Michael Addison is charged with capital murder in the death of Officer Michael Briggs. The state is seeking the death penalty.
His lawyers say execution by lethal injection or hanging is cruel and unusual punishment. They've asked the court for more time to pursue nearly two dozen arguments against the state's death penalty and capital murder procedures, and the death penalty in general, according to several motions filed Friday in Hillsborough County Superior Court in Manchester.
The public defenders also have asked that all pretrial hearings be held in public, on the record and in a courtroom outside of Manchester, where Addison would be shielded from photographers outside the courthouse while shackled and dressed in a prison jumpsuit.
''The stakes could not be higher,'' Addison's attorneys wrote. ''There is no other criminal case receiving greater media coverage. There is no other criminal case receiving more attention from the Manchester community.''
They argued that repeated publication of photos of Addison in prison clothes and shackles portray him as guilty and could hurt his chances of a fair trial.

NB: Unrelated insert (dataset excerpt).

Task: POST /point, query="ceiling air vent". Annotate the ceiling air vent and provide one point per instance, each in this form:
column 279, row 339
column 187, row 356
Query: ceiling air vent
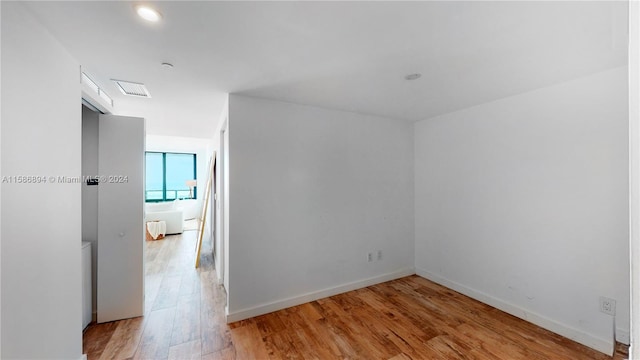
column 132, row 89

They've asked that pretrial hearings be moved to Hillsborough County Superior Court in Nashua or Rockingham County Superior Court in Brentwood. At those courts, defendants in prison clothes and shackles can get in and out of police cars behind closed garage doors, out of view of cameras, before appearing in court in street clothes.
Addison, 27, has been held without bail since his arrest Oct. 16. He is charged with capital murder in the death of Officer Michael Briggs, 35. Addison is accused of shooting Briggs in the head after Briggs pursued him while investigating a domestic violence call.
The public defenders, Richard Guerriero, Donna Brown and David Rothstein, filed several motions on Friday.
They say they intend to argue that the death penalty is cruel and unusual punishment, citing a Florida case in which it took 34 minutes for a man to die by lethal injection.
And they plan to resurrect legal issues left unresolved from the state's last capital murder case. In 1997, Gordon Perry, 22, was charged with capital murder in the shooting death of Epsom Officer Jeremy Charron. Perry pleaded guilty to murder as part of a deal that spared him the death penalty.
Before the plea, his lawyers had filed 19 motions challenging the death penalty statute. The judge ruled on fewer than half of the motions before Perry began serving his life sentence.
Addison's lawyers argue the statute is unconstitutional because it denies Addison the right to choose whether a judge or jury will hear his case and determine his punishment.
And if Addison is convicted of capital murder, meaning he knowingly killed Briggs, his attorneys want jurors to determine whether the act was purposeful before they sentence him.
His trial is scheduled for September 2008.